Ar Razy berkata: “Ketahuilah! Bahwa pergaulan manusia terbagi kedalam tiga bagian, yaitu bersama rabbnya, bersama dirinya, atau bersama seluruh makhluk. Tentunya dalam hal ini konsep amanat haruslah diperhatikan dan dijaga di dalam tiga kelompok ini. Adapun menjaga amanat kepada Rabb, yaitu dengan cara mengerjakan seluruh perintah dan meninggalkan seluruh larangan-Nya hal ini bagaikan lautan yang tak bertepi. Ibnu Mas’ud berkata; “Amanat dalam segala halnya adalah sebuah kepastian, dalam wudhu, mandi, shalat, zakat, dan shaum” (Tafsir Kabir: 10/143).

Wudhu adalah sebuah amanat yang dituntut pada diri anda. Anda harus menunaikannya dengan sempurna, meratakannya, dan menerapkannya dengan benar dari Rasulullah saw baik dalam sifat maupun tatacaranya tanpa mengubah dan menguranginya sedikit pun. Mandi janabah pun adalah sebuah amanat yang wajib kita jaga bila ada faktor yang mengharuskan untuk itu. Kita wajib meratakan air keseluruh tubuh kita, hingga jangan sampai tertinggal sejengkal pun. Bahkan kita dianjurkan mandi sebagaimana Rasulullah saw mandi.
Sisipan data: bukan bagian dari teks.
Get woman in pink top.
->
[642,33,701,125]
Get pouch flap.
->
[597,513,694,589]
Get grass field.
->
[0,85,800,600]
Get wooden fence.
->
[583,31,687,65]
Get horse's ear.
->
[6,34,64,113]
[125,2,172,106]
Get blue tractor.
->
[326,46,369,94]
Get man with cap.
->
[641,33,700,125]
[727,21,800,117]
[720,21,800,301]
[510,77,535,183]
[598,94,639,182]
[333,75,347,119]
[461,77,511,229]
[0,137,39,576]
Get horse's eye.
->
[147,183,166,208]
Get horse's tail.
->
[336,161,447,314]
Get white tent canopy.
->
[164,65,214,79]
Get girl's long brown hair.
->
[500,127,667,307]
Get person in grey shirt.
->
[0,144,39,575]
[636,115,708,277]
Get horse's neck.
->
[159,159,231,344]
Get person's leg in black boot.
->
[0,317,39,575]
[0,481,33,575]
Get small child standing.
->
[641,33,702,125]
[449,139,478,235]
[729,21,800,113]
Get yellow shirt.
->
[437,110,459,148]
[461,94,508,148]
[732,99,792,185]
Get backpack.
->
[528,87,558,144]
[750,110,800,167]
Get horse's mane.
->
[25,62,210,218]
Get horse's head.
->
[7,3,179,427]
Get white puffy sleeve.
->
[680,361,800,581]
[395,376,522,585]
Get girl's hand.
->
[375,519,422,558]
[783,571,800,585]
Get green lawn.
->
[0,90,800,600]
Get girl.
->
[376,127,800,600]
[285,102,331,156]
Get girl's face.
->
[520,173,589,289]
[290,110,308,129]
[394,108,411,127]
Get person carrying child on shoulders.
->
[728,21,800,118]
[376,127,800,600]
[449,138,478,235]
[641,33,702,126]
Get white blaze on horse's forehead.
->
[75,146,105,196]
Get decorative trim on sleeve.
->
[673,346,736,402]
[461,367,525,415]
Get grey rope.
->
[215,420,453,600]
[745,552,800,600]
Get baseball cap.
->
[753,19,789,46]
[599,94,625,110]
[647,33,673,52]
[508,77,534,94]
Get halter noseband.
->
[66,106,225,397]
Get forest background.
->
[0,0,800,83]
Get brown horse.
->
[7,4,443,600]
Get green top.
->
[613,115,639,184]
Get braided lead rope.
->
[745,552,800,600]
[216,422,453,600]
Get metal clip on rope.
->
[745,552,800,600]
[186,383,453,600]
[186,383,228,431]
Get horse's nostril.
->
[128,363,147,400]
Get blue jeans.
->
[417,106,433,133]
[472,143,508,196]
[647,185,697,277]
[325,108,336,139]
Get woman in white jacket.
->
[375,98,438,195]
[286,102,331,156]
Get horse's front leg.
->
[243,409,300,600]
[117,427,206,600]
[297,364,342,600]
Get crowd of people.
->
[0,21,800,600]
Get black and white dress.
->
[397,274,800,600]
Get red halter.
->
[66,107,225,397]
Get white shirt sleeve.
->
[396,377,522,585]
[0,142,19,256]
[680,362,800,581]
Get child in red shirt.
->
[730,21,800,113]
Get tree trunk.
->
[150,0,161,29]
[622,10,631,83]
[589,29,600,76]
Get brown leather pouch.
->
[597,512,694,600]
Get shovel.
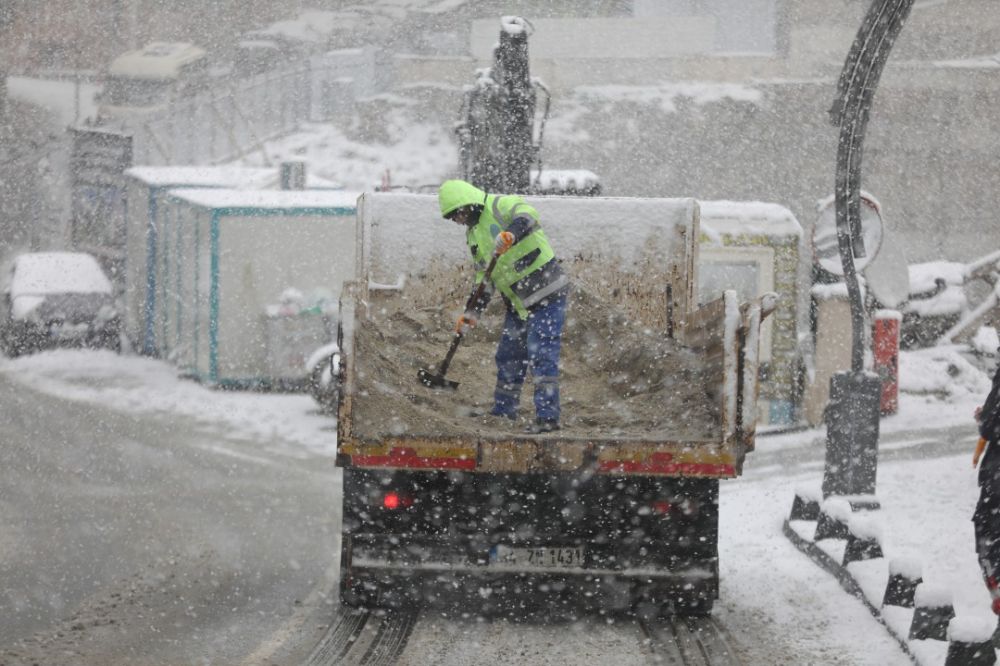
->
[417,255,499,391]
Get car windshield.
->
[10,252,111,297]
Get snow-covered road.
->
[0,351,988,664]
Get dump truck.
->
[337,193,776,615]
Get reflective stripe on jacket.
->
[466,194,569,319]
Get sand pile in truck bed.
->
[352,274,720,441]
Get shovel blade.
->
[417,368,458,391]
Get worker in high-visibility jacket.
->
[972,350,1000,615]
[438,180,569,432]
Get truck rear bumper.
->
[341,543,718,613]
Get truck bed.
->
[338,195,762,478]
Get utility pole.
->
[456,17,548,193]
[823,0,913,500]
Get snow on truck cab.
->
[98,42,208,117]
[337,193,776,614]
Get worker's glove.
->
[972,437,986,469]
[455,310,479,335]
[493,231,514,257]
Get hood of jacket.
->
[438,180,486,217]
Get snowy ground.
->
[0,348,995,664]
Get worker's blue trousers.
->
[493,296,566,423]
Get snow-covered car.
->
[306,342,340,413]
[0,252,121,357]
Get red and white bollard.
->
[872,310,903,415]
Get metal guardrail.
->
[111,49,385,166]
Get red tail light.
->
[382,490,413,510]
[653,500,670,516]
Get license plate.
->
[490,546,585,569]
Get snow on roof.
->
[170,188,360,211]
[108,42,205,79]
[247,9,342,44]
[530,169,601,190]
[574,81,761,113]
[907,261,968,294]
[125,166,341,190]
[10,252,112,295]
[698,201,802,240]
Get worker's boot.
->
[526,419,559,435]
[986,576,1000,615]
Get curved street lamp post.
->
[823,0,913,500]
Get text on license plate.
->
[490,546,584,567]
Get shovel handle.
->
[438,254,500,377]
[465,254,500,310]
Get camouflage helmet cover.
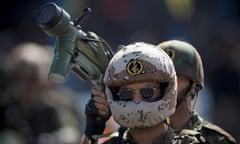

Demikian pula shalat adalah sebuah amanat yang dituntut pula dari diri anda. Anda harus menjaganya dengan cara menyempurnakan wudhu dan giat untuk datang di awal waktu, ikut menghadiri jama’ah, khusyu’ dan tunduk hanya untuk Rabbul ‘alamin. Anda dituntut untuk membaguskan bacaannya, tertib dan tenang di saat ruku’ dan sujud, lebih dari itu anda pun harus shalat sebagaimana Rasulullah saw shalat.

Tidak lupa zakat, yang masih bagian terpenting dari sebuah amanat. Dimana anda wajib untuk membyarnya setiap kali anda sampai pada batas yang telah diwajibkan, baik dengan harta, pertanian, atau peternakan. Anda harus mengeluarkannya dari jiwa yang baik, sempurna tanpa kurang satu apapun. Anda harus meletakkannya di atas tangan yang berhak dari golongan fakir dan miskin atau lainnya seperti yang telah Allah swt sebutkan dalam firmannya; “Sesungguhnya zakat-zakat itu, hanyalah untuk orang-orang fakir, orang-orang miskin, pengurus-pengurus zakat, para Mu’allaf yang dibujuk hatinya,untuk (memerdekaan) budak, orang yang berhutang, untuk jalan Allah dan orang-orang yang sedang dalam perjalanan, sebagai sesuatu ketetapan yang diwajibkan Allah; Dan Allah Maha Mengetahui lagi Maha Biajaksana” (QS. At Taubah: 60).

Shaum adalah sebuah amanat, anda wajib mendekatkan diri anda kepada Allah ta’ala di dalamnya. Melaksanakannya sebagaiamana perintah, tanpa mencela, mengumpat dan berbuat kefasikan. Jika ada seseorang yang menghina dan mencaci anda, maka katakanlah; “saya sedang shaum, saya sedang shaum” Tidak hanya itu, tapi seyogyanya pula pendengaran, penglihatan, dan anggota tubuh anda melakukan shaum. Jadikanlah hari dimana anda shaum, sebagai hari yang penuh dengan ketenangan dan ketentraman! Jangan samakan hari dimana anda shaum dengan hari-hari biasanya!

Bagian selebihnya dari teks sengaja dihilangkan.